Un champ à plusieurs dimensions

L’installation «Afin d’éviter tous ces nœuds» est faite de planches de bois, de tiges de métal et de sacs de plastique.
Photo: Paul Litherland L’installation «Afin d’éviter tous ces nœuds» est faite de planches de bois, de tiges de métal et de sacs de plastique.

C’est une expérience totale, à la fois visuelle, sonore et physique, aussi méditative qu’interactive, que propose de vivre l’artiste de Lévis Ludovic Boney avec son installation Afin d’éviter tous ces noeuds. L’oeuvre, une affaire en apparence toute simple en planches de bois, tiges de métal et sacs de plastique, résonne aussi, de belle manière, comme un commentaire sur notre occupation du territoire.

Un champ, littéralement, se présente devant les visiteurs du centre Oboro. Et au milieu de ce champ de « 50 planches placées comme autant de rangées en culture sur lesquelles sont “ensemencées” 2000 tiges de métal », selon la description de l’artiste, un sentier invite à traverser la structure.

Marcher sur ces planches, c’est un peu comme se promener dans un de ces aménagements qui permettent de franchir des marécages ou des lieux autrement fragiles.
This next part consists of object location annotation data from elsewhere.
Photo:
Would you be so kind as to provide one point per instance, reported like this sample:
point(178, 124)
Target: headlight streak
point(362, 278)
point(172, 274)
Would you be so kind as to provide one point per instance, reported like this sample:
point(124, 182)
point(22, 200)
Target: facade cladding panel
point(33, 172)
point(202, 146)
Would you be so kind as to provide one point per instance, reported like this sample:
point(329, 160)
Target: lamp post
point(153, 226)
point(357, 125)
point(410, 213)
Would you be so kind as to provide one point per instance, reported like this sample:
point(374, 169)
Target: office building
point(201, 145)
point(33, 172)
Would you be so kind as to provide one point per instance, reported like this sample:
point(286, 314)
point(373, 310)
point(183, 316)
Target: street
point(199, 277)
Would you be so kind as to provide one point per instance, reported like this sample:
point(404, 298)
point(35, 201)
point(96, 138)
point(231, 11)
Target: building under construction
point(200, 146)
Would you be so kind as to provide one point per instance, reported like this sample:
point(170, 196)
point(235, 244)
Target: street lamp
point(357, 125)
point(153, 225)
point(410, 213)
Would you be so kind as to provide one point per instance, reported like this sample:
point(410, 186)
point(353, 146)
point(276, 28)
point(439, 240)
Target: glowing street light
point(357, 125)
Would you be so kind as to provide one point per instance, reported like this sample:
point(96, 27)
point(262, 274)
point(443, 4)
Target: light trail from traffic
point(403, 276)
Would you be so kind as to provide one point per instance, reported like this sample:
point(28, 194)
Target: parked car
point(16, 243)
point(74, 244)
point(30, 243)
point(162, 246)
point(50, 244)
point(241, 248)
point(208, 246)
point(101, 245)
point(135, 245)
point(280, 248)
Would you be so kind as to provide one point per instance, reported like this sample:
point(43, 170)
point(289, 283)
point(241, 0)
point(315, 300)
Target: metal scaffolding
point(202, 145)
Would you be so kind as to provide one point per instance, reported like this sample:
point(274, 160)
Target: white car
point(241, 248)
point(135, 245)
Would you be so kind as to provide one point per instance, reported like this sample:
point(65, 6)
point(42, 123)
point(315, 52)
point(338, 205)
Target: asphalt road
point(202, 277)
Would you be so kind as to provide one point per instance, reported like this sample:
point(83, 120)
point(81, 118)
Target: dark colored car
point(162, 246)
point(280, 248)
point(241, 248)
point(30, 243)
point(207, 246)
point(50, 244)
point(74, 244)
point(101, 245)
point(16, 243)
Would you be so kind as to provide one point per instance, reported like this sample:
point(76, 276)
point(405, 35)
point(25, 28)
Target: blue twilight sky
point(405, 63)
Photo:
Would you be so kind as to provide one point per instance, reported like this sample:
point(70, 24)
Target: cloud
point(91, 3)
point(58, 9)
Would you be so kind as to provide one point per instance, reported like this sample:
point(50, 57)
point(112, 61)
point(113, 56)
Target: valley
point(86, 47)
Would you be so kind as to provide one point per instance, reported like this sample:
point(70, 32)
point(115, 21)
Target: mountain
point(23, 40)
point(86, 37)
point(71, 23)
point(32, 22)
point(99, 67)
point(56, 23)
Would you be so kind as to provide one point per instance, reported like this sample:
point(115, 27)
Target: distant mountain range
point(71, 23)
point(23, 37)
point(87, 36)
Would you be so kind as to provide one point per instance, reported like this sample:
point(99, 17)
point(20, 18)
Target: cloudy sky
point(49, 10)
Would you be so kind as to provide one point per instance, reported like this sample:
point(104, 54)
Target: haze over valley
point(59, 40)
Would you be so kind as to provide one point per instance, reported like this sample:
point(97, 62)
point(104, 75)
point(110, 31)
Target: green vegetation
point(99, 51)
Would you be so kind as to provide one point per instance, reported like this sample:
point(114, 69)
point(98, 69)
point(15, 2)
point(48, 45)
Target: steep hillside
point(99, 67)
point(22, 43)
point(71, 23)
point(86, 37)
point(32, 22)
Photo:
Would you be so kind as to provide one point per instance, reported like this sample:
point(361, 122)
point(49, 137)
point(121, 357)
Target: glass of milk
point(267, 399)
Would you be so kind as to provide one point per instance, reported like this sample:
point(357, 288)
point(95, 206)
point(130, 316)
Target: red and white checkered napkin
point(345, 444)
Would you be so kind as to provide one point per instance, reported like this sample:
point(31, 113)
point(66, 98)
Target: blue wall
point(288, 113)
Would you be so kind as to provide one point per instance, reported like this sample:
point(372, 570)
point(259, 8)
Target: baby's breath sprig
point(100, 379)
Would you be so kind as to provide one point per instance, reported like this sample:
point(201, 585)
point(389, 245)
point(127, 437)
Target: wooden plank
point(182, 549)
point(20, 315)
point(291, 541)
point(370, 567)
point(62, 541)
Chaque pas nous rappelle un sol instable. Chaque pas aussi est sonore, très sonore, comme si on déambulait sur le clavier d’un piano.

À Oboro, la visite d’une exposition est toujours accompagnée du craquement du plancher. Si le bruit peut parfois déranger — il fait aussi le charme du lieu, sa signature —, cette fois, il est à la source de l’oeuvre exposée. Afin d’éviter tous ces noeuds fait non seulement écho à cette inévitable réalité sonore, l’artiste l’incorpore, l’assume et s’en est enrichi.

Tout est dosé dans cette proposition. Si la présence des sacs en plastique, arrimés au bout des tiges en guise de fanions, voire de feuilles, traduit à l’évidence un propos écologiste, la charge de Ludovic Boney n’a pas le ton alarmiste de l’ATSA (Action terroriste socialement acceptable).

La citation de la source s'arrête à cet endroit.